Identifying structural features of viral RNA recognized by host helicases

Numéro de l’entente :

RGPIN

Valeur d'entente :

155 000,00 $

Date d'entente :

10 mai 2017 -

Organisation :

Conseil de recherches en sciences naturelles et en génie du Canada

Location :

Alberta, Autre, CA

Numéro de référence :

GC-2017-Q1-01663

Type d'entente :

subvention

Type de rapport :

Subventions et des contributions

Informations supplémentaires :

Subvention ou bourse octroyée s'appliquant à plus d'un exercice financier. (2017-2018 à 2022-2023)

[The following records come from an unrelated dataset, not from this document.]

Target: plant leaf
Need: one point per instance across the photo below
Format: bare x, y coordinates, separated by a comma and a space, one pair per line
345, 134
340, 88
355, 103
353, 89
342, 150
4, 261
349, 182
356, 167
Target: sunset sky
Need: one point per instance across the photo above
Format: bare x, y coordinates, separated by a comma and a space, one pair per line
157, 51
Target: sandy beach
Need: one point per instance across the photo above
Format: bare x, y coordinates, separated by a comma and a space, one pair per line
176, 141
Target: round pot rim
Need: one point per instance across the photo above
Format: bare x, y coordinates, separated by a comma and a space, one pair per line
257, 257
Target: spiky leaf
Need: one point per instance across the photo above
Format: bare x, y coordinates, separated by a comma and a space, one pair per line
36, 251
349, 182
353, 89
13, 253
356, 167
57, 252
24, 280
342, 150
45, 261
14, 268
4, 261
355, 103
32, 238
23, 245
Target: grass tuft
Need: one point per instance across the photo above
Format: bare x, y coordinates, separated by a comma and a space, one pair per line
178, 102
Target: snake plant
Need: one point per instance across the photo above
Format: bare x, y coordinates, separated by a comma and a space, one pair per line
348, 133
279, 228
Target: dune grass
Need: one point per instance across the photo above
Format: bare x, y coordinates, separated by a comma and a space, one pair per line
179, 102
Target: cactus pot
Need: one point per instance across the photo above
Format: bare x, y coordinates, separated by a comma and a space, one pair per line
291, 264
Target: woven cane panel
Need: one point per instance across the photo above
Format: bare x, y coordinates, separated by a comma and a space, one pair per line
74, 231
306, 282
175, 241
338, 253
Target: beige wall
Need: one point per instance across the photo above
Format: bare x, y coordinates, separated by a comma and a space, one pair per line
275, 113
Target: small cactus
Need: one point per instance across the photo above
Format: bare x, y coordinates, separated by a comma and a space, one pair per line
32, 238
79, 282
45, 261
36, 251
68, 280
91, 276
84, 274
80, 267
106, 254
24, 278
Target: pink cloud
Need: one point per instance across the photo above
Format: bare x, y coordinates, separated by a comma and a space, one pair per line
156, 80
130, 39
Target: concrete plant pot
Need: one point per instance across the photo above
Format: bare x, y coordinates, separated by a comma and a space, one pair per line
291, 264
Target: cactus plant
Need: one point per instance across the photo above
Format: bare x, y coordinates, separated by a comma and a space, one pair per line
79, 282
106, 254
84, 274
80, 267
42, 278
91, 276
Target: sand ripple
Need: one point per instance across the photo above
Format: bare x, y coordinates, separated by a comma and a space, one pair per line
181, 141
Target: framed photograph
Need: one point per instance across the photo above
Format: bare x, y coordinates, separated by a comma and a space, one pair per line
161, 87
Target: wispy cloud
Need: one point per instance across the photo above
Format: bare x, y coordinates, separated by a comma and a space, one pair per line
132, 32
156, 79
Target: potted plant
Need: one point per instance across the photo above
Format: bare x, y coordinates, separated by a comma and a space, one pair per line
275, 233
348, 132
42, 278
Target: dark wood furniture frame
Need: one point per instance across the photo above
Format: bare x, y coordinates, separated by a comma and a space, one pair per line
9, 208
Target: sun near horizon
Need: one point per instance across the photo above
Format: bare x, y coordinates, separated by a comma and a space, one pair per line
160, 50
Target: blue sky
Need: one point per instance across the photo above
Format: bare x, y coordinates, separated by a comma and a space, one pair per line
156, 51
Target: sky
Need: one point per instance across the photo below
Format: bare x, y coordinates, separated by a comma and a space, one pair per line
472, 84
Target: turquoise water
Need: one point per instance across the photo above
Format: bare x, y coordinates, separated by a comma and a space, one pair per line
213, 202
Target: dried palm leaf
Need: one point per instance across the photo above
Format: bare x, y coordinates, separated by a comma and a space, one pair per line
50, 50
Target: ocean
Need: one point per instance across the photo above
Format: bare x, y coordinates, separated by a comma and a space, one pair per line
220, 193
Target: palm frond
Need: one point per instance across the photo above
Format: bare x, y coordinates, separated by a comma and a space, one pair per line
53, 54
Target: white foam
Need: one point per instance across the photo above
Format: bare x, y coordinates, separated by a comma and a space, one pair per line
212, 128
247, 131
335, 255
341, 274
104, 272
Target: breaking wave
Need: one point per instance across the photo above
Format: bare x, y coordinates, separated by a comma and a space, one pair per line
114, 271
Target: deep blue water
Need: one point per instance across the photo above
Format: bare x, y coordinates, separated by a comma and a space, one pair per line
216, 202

Nom légal du bénéficiaire :

Patel, Trushar (University of Lethbridge)

Programme :

Programme de subventions à la découverte - individuelles

But du programme :

Viruses hijack the host cell machinery and recruit host proteins to aid viral replication. Considerable effort has been made to identify host proteins that interact with viral RNA/proteins. However, the biochemical and structural basis of viral RNA recognition by the members of the DEAD-box family, which support viral replication, is poorly understood. My long-term research goal is to study these key host helicases that are exploited by many viruses in order to gain detailed insights into the molecular mechanisms behind a broad spectrum of host helicases and viral RNA interactions. Despite the ATP-dependent unwinding of nucleic acids being the established role of DEAD-box helicases, recent studies demonstrate that helicases influence all major aspects of RNA metabolism and often play significant roles in viral replication. Particularly, the helicases DDX3X and DDX5 interact with the viral 3' untranslated region (3' UTR) of Japanese encephalitis virus, hepatitis C virus, and SARS coronavirus, and support their replication. My laboratory will investigate the structural basis of the interactions of DDX3X/DDX5 with 3' UTRs of members of the Flavivirus genus ( e . g ., Japanese encephalitis, West Nile, Yellow Fever, Zika, and Dengue viruses) to identify specific patterns of viral RNA being recognized by the helicases under investigation. An interdisciplinary approach involving molecular biology, biochemistry, biophysical and structural biology techniques will be employed to achieve these goals. In the longer term, my research program will consider other members of the helicase family ( e . g ., DDX1, DDX6, and DDX17), as well as viruses that infect plants ( e . g ., tomato bushy stunt virus) to establish if the recognition of viral 3' UTR is a conserved function of DEAD-box helicases across the species. In addition, studying helicase-viral RNA and helicase-host RNA interactions will allow insights into how helicases discriminate viral and host RNAs. My research program will provide a platform for training highly qualified personnel in a multidisciplinary research area using a hands-on approach and cutting-edge techniques ( e . g ., light scattering, analytical ultracentrifuge, small angle X-ray scattering and X-ray crystallography).